Having paid the RBA a compliment I don’t intend dwell. In fact, I want to focus on a couple of extracts from the minutes which go a long way towards explaining why economics as wielded by public sector economists has become unhelpful in solving economic problems. They are as follows:
- “Public demand [Dec. Qtr. 2013] had made a surprisingly strong contribution to growth, but planned fiscal consolidation at state and federal levels was likely to weigh on public demand for some time.”
- “Members noted that while falling mining investment and weak public demand were set to constrain growth for some time, there were early promising signs in other parts of the economy. In particular, a strong pick-up in dwelling investment was in prospect and there was some evidence that consumer demand had strengthened a little…many businesses appeared to be waiting for an increase in current demand to occur before they were willing to increase investment spending.”
The first extract attributes part of growth to public demand and goes on to foreshadow that planned fiscal consolidation will lead to less public demand. Ergo, as a matter of transitive logic, according to the RBA, fiscal consolidation will reduce economic growth. There are two problems with this: one definitional; the other substantive.
Fiscal consolidation (FC) — reducing the budget deficit — can be achieved by reducing transfer payments (e.g., welfare expenditure), by increasing taxation, or by reducing government expenditure on public servants’ wages, or on goods and services, or on infrastructure. Reducing transfer payments has no effect on public demand. Increasing taxes has no effect on public demand. So exactly what kind of fiscal consolidation is being referred to by the RBA? And the plot thickens when Tony Abbott is all-out to increase government infrastructure spending. It would be instructive if the RBA were to spell out what they’re including in FC.
On the substantive problem, let’s assume by FC that the RBA is referring to cuts in Tony Jones’ wages at the ABC; in public sector wages more generally; and in expenditure on things like hiring consultants, research grants to discover the effect of global warming on stickleback fish, and on building yet more superfluous school halls. Now this would represent a reduction in public demand and it might have a transitory negative impact on economic growth. But it takes a thoroughgoing socialist mindset to assume that resources (real and financial) freed from the public sector will not be taken up quickly by the private sector and, moreover, used much more effectively to create value.

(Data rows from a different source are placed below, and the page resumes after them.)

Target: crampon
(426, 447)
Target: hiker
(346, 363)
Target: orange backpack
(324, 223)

It takes an unreconstructed Keynesian; in other words, an economist prepared to ignore all economics prior to 1936, and also the microeconomic foundations of macroeconomics, to conclude that a reduction in the budget deficit – however it is put together — will reduce growth.
I am sure that not all RBA economists are unreconstructed Keynesians. But let’s try to show it guys when the next set of minutes comes out. Unfortunately, can we be confident when the second bullet-pointed extract (above) is abysmally and despondently Keynesian in its orientation?
Notice that the second extract conflates public demand, consumer demand, dwelling investment and mining and other business investment as contributors to growth. John Stuart Mill wept. We are to conclude, presumably, that government spending on public sector wages and consumers buying goods at Kmart are equivalent to businesses building houses, purchasing plant and equipment and digging out iron ore. It is astonishingly puerile economics.
I would doubt that spending a dollar on the average public servant’s wages contributes more that 20 cents to value creation (and that’s generous), and consumer spending uses up value. It doesn’t create value. On the other, hand businesses survive only if they create more value than they use up. Economic growth is another way of describing the continuing process of creating more value than is used up. Is that so hard to understand?
I would give the RBA an A-plus for succinctly describing the current state of economic affairs, but only a generous C-minus (can do better etc…) for its economic analysis, with an accompanying admonishment for badly informing the public debate.